Of course, if 1 is out (as it surely must be), and (in your view) only 1' remains, then by process of elimination 1' is all that is left, and you have acknowledged the unravelling effect that 1' has on your system of thought.

So, please explain how the future IS actually a set of propositions as opposed to the events the propositions describe.


You provided a lengthy response to the second source of disharmony, perhaps from a mistaken understanding of what I was trying to convey. I note that you're attempt to provide my major premise seems to be way off of what I intended. Let me see if I can place it in syllogistic form for you:

P1: A harmonious definition of LFW is such IFF it avoids acceptance by hard determinists AND compatiblists.
P2: I have provided a way in which your definition would be acceptable to hard determinists and compatiblists.
C: Therefore your definition is not a harmonious definition.

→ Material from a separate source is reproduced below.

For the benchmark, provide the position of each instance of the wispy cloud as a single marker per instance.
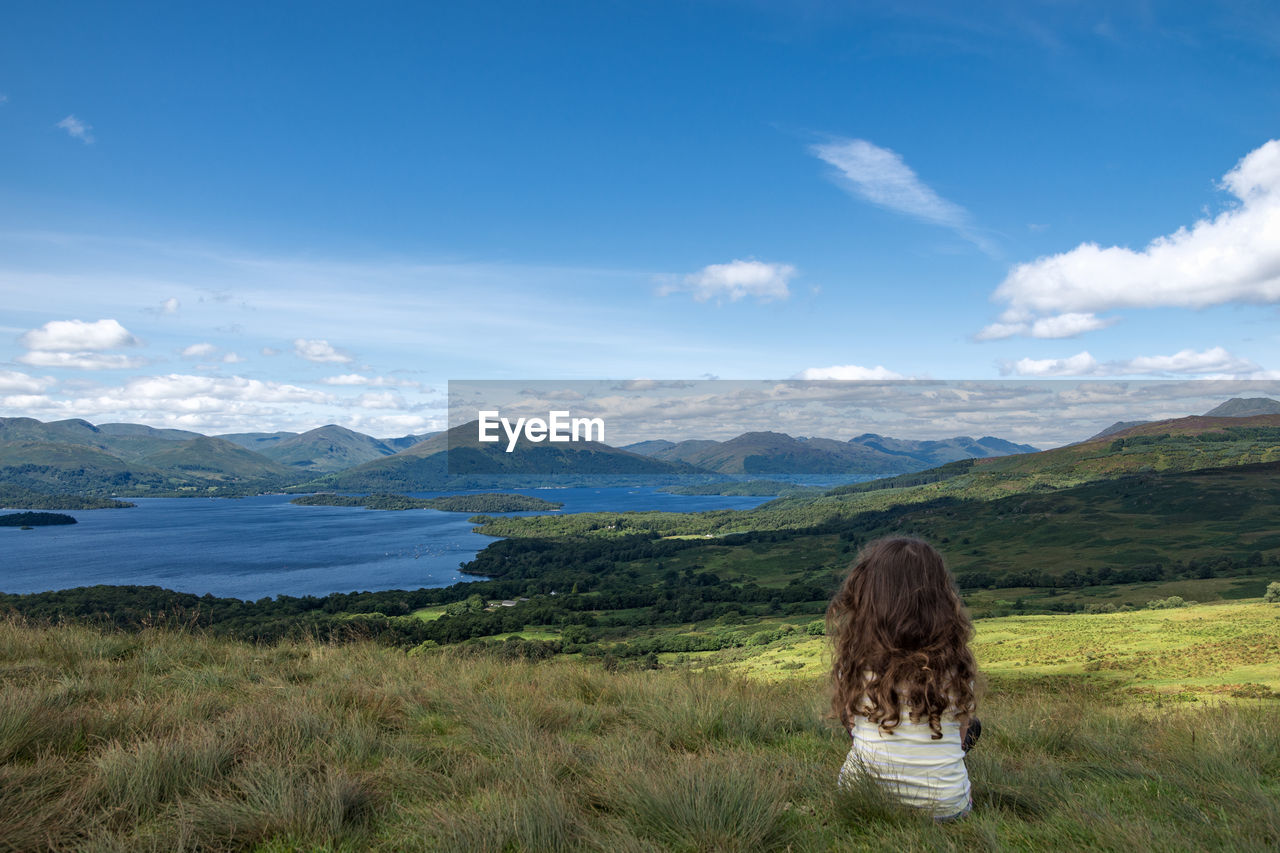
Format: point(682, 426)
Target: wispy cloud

Do you follow the syllogism?

Perhaps you dispute P2.

But recall the definition:

"An agent has free will if and only if the agent is able to do otherwise than what he will do."

The example meets the definition because:

Sub-premise-2-1 (S1): I am an agent.
S2: If I meeting the part following the IFF, then I have free will in the definition.
S3: If I eat steak today it is proof that I am able to eat steak.
S4: Not eating steak is an activity that is otherwise than eating steak, and vice versa.
S5: Not eating steak is what I will do.
S6: Combining S4 and S5 eating steak is otherwise than what I will do.
S7: Combining S6 and S3 If I eat steak today it is proof that I am able to do otherwise than what I will do.
S8: I eat steak today.
Sub-conclusion-2-1(SC1): I am able to do otherwise than what I will do.

Do you follow? At what point do you disagree?

-Turretinfan

Turretinfan said...

Dear Godismyjudge,

You state: "Because causation works foreword in time (else how shall we measure time?)"

While it is far from the main thrust of your response, I thought I'd point out the answer. We measure time by simultaneous correlation, not by succession. We measure time by correlation to the position of the sun and shape of the moon.